Une représentation géographique inégale
Le canton de Neuchâtel ne fait pas exception et doit lui aussi faire face à une participation limitée tout comme à la difficulté à trouver des candidates et des candidats prêts à s’engager en politique. Pour faire face à ce problème, le Conseil d’Etat envisage toutefois une curieuse solution: réduire le nombre de députées et députés et de supprimer les districts. Ce procédé permettra, certes, de répondre au slogan «un canton – un espace», si chéri par le Conseil d’Etat. Mais va-t-il véritablement renforcer la confiance entre les autorités et les citoyens? L’exemple de la toute nouvelle commune de la Grande Béroche, issue de la fusion récente de plusieurs petites communes et qui élisait le 18 juin dernier ses autorités, laisse à ce titre songeur.

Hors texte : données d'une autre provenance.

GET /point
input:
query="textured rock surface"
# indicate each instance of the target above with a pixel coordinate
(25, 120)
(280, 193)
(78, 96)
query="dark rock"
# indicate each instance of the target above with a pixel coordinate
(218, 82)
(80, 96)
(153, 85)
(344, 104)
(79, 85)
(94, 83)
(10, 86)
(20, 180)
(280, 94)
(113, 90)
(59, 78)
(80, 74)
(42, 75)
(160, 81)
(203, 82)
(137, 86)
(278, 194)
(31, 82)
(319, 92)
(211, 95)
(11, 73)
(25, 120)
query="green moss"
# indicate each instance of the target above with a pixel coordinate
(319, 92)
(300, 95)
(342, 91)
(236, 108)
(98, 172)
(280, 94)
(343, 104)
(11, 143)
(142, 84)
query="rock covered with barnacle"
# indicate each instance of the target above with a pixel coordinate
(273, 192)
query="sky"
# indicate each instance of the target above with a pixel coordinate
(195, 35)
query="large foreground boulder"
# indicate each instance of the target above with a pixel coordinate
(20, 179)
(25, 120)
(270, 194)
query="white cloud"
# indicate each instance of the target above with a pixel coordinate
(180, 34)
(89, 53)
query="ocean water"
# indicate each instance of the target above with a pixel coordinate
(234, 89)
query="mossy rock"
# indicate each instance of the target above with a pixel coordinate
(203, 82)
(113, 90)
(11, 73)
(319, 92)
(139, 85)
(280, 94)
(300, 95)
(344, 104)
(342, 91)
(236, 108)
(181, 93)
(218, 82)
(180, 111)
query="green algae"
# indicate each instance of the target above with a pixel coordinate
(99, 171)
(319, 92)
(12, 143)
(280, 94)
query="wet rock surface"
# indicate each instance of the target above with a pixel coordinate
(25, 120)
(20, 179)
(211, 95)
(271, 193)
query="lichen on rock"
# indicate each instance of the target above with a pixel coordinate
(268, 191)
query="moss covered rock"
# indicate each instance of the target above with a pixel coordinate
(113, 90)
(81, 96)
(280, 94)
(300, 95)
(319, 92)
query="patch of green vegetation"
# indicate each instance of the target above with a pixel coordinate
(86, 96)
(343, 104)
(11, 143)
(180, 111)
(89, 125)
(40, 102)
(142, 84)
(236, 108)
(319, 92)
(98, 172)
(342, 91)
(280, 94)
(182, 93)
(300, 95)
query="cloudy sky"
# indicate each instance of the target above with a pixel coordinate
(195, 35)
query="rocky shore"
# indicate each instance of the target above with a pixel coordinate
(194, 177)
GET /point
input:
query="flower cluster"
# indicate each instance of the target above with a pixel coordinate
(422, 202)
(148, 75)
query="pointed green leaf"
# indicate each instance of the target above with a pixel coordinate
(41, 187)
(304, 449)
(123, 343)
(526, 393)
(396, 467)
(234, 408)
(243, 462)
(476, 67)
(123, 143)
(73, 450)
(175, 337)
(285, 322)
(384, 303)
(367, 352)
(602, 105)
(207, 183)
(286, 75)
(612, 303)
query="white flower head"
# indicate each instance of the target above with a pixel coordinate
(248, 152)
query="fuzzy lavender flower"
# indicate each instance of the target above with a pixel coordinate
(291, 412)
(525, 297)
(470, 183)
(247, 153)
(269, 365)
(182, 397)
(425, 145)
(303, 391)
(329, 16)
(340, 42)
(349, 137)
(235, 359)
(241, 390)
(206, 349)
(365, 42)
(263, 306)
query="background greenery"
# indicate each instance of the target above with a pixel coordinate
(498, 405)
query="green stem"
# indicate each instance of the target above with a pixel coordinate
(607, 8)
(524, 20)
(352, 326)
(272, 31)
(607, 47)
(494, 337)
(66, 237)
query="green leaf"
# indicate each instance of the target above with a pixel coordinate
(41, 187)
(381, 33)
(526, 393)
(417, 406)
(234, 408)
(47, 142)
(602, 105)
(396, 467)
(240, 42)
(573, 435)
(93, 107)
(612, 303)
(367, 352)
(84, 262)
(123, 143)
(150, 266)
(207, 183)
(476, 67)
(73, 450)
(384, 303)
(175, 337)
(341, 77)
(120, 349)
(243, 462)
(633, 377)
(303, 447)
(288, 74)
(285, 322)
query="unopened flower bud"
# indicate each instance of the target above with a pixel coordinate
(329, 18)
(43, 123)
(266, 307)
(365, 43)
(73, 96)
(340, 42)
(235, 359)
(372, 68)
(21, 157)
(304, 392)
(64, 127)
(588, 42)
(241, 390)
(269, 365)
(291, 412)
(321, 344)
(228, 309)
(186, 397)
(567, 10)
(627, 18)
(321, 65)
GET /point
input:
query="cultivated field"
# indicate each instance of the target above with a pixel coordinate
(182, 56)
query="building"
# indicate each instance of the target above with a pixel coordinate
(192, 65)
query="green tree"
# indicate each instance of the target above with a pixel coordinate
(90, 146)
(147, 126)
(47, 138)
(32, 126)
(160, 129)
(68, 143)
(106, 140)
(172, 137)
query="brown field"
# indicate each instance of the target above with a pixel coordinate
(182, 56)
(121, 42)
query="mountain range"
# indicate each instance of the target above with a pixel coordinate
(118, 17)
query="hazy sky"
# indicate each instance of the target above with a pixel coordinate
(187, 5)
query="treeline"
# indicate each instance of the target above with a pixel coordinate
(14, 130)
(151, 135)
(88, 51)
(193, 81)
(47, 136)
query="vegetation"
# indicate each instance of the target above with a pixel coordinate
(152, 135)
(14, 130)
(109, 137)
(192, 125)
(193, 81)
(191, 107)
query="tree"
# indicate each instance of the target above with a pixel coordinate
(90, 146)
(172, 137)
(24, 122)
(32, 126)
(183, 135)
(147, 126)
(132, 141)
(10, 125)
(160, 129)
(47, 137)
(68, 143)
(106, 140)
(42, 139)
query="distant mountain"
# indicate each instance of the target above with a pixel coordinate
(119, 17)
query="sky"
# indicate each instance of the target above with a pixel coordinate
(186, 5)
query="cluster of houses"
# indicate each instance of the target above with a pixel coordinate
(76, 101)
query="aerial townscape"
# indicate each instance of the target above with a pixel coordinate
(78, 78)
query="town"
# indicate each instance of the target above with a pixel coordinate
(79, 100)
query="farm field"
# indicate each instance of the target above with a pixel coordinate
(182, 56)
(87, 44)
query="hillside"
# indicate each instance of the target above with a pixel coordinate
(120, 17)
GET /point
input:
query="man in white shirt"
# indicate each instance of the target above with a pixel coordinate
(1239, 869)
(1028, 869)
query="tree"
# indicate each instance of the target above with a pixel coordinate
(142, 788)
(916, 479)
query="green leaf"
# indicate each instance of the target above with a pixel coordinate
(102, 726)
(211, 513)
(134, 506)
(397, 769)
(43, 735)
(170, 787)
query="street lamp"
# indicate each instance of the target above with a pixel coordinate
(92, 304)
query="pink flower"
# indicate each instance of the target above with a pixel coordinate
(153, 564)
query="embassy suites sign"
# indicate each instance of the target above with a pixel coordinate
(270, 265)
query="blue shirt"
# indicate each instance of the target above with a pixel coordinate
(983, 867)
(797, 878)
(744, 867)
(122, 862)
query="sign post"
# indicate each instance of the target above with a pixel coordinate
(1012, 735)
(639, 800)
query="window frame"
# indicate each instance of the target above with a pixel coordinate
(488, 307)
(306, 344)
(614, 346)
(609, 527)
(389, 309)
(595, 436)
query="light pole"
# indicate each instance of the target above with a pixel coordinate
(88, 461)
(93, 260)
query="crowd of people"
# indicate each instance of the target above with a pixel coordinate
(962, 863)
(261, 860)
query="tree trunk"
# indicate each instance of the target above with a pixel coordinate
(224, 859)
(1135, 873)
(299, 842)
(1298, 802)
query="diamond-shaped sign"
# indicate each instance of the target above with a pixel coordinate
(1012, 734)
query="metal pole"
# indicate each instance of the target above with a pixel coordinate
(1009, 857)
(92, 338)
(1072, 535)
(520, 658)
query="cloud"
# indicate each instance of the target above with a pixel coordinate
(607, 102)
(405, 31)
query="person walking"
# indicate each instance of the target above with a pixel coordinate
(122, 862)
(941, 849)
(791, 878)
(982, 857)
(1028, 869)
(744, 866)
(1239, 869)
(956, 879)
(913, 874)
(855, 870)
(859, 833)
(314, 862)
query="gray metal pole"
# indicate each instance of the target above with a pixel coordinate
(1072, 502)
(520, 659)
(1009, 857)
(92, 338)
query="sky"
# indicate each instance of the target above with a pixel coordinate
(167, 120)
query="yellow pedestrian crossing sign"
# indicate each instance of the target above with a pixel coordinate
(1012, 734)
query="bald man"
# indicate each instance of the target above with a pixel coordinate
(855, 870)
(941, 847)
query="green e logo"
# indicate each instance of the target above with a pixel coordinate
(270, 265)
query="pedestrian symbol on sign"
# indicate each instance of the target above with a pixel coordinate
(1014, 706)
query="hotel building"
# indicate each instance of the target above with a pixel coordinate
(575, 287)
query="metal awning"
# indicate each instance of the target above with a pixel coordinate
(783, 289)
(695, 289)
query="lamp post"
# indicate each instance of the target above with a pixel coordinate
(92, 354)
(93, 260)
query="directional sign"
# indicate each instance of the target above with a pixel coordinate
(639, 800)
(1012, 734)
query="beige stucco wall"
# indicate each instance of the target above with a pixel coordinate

A l’issue du scrutin, le PLR a obtenu la majorité des voix (19 sur 41), mais pas la majorité absolue. La représentation des différentes régions de la nouvelle commune s’avère toutefois inégale. Ainsi, l’ancienne commune de Bevaix sera mal représentée dans le nouveau législatif. Ses habitants, qui représentent le 42% de la population de la nouvelle commune, devraient proportionnellement être représentés par environ 17 élus. Ils n’en auront cependant que 6, à majorité Verte. Bevaix fait donc le même résultat que Montalchez, la plus petite ancienne commune. Le système prévu pour garantir à chaque commune sa représentation au sein du nouveau parlement n’empêche pas les distorsions, dont certains se plaignent déjà.

Quel lien avec nos réflexions sur la participation? Le risque, c’est que le peuple ne s’y reconnaisse pas et de moins en moins. D’ailleurs, seuls 33,5% des électrices et électeurs potentiels ont participé à ce qui devait être un changement moderne pour l’avenir! Décidément il y a quelque chose qui semble ne plus fonctionner, et ce au cœur de l’une des plus vieilles démocraties du monde!